SpandrelA framework that turns markdown file trees into governed knowledge graphs — philosophy, spec, and reference implementation

SaaS startup

Founder wiki that grows into sales, product, and support surfaces as the team scales

SaaS startup template

When this fits

A small SaaS team (1–20 people) that needs institutional memory to survive the next ten hires. The founder is both author and primary user on day one; over time, sales, support, and marketing become readers. Day-one value is a founder wiki; month-six value is cross-functional context.

Signals this fits: pre-PMF or early-PMF, mostly in heads and Slack, next-hire pain is "they'll waste two weeks onboarding." The user is often the founder or an early team member trying to make the company legible.

Collection skeleton

company/        — vision, positioning, strategic bets, org structure
product/        — what the product does (capabilities, features, releases)
customers/      — active customers, prospects worth remembering, past relationships
team/           — people, roles, ownership
decisions/      — architectural, strategic, and operational decisions with rationale
releases/       — what shipped, when, why, what we announced

Six collections is the minimum that covers founder, sales, product, and support questions without silos.

Edge vocabulary

  • owns — a person owns a feature, decision, or customer relationship
  • implements — a release implements a product capability
  • affects — a decision affects a component, process, or relationship
  • supersedes — a decision or release supersedes a prior one
  • requested-by — a feature or decision was requested by a customer
  • announced-in — a product change was announced in a specific release or post
  • depends-on — one feature depends on another (keep minimal; use only where load-bearing)

Declare these as /linkTypes/ once any of them recur more than a few times — see linking.

Day-one questions

With the skeleton seeded (10–20 real Things per collection):

  • "What are we actually building?" → context("/product")
  • "Who owns the Stripe integration?" → traverse /team for owns edges into /product/integrations/stripe
  • "Why did we pick Postgres over Dynamo?" → context("/decisions/db-choice")
  • "What did we announce last quarter?" → traverse /releases filtered by date
  • "Which customers asked for SSO?" → traverse /customers for requested-by edges into /product/sso
  • "Who's the team lead for billing?" → traverse /team + owns edges into /product/billing

Extension hints

The graph grows along three common axes:

  1. Sales surface. As sales volume grows, lift /customers/ into the richer sales-memory template: add /deals/, /commitments/, /competitors/. Keep customers/ as the identity collection; deals and commitments link to it.

  2. Product depth.
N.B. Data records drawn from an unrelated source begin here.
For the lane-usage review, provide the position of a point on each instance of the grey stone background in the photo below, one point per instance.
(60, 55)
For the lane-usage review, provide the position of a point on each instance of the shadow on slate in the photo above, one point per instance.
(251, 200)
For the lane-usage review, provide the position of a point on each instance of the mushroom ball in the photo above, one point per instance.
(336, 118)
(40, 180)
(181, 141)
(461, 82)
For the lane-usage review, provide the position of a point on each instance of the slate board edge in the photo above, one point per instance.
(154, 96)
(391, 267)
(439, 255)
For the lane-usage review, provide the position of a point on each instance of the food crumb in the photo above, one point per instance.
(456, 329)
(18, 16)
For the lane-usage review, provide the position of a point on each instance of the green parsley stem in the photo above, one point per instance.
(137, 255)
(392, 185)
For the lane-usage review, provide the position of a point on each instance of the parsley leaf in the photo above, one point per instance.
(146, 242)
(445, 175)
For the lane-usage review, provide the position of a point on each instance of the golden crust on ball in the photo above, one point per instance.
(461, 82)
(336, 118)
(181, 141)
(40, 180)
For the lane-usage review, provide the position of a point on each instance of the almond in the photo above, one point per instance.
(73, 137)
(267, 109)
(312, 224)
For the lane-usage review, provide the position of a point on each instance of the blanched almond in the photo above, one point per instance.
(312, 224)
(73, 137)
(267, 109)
As product complexity grows, adopt product-strategy: add /pillars/, /themes/, /initiatives/ above /product/, and /marketing-claims/ alongside. The existing /product/ and /releases/ collections stay; strategy sits above them.
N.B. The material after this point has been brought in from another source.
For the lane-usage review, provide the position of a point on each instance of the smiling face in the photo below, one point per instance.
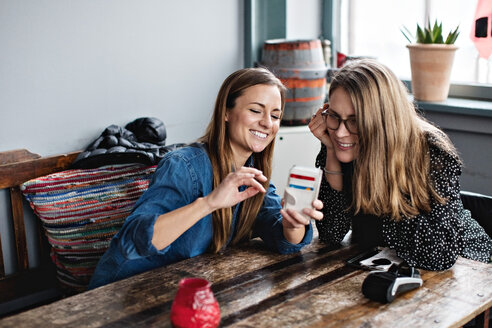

  3. Support surface. If support load grows, add /runbooks/ and /incidents/. Incidents link to decisions (affects) and releases (caused-by); runbooks link to product features (applies-to).

Add collections when you notice repeatedly asking "where does this go?" — not before.

Example traversal

Question: "Why does our billing flow work the way it does?"

  1. context("/") — see top-level collections
  2. context("/product") — pick billing subcollection
  3. context("/product/billing") — read capabilities, see depends-on/product/integrations/stripe, see owns backlink from /team/jordan, see implements backlink from /releases/2025-q2-pricing-v2
  4. context("/decisions/pricing-v3") — (linked from /releases/2025-q2-pricing-v2 via supersedes) read rationale for the tiered model
  5. context("/customers/acme") — linked via requested-by from the pricing decision; read the customer context that drove the change

Three hops from root to the business reason behind the code. That's the product.

design.md starters

Each collection should ship a starter design.md. Rough outline:

  • /company/design.md — company-level nodes include vision statements, strategic bets, positioning docs. Frontmatter: name, description, status (draft/active/archived), links to relevant decisions. Anti-pattern: mixing company strategy with team operations.
  • /product/design.md — a well-formed product node describes one capability. Frontmatter: name, description, stability (alpha/beta/ga), owns link to a team member. Link to implementing releases. Anti-pattern: bundling multiple capabilities into one node.
  • /customers/design.md — each customer is a Thing. Frontmatter: name, description, status (prospect/active/churned), tier, owns link to an account owner on the team. Anti-pattern: tracking deal-stage fields here — those belong in a future /deals/ collection.
  • /team/design.md — each team member is a Thing. Frontmatter: name, description, role, start-date. Anti-pattern: personal HR data — this is the public graph, not HRIS.
  • /decisions/design.md — one decision per node. Frontmatter: name, description, date, status (proposed/active/superseded). Body: context, decision, consequences. Anti-pattern: editing past decisions — supersede them.
  • /releases/design.md — one release per node. Frontmatter: name, description, date, version. Link to implementing decisions and affected product nodes. Anti-pattern: changelog-style lists; extract each change into a linked node instead.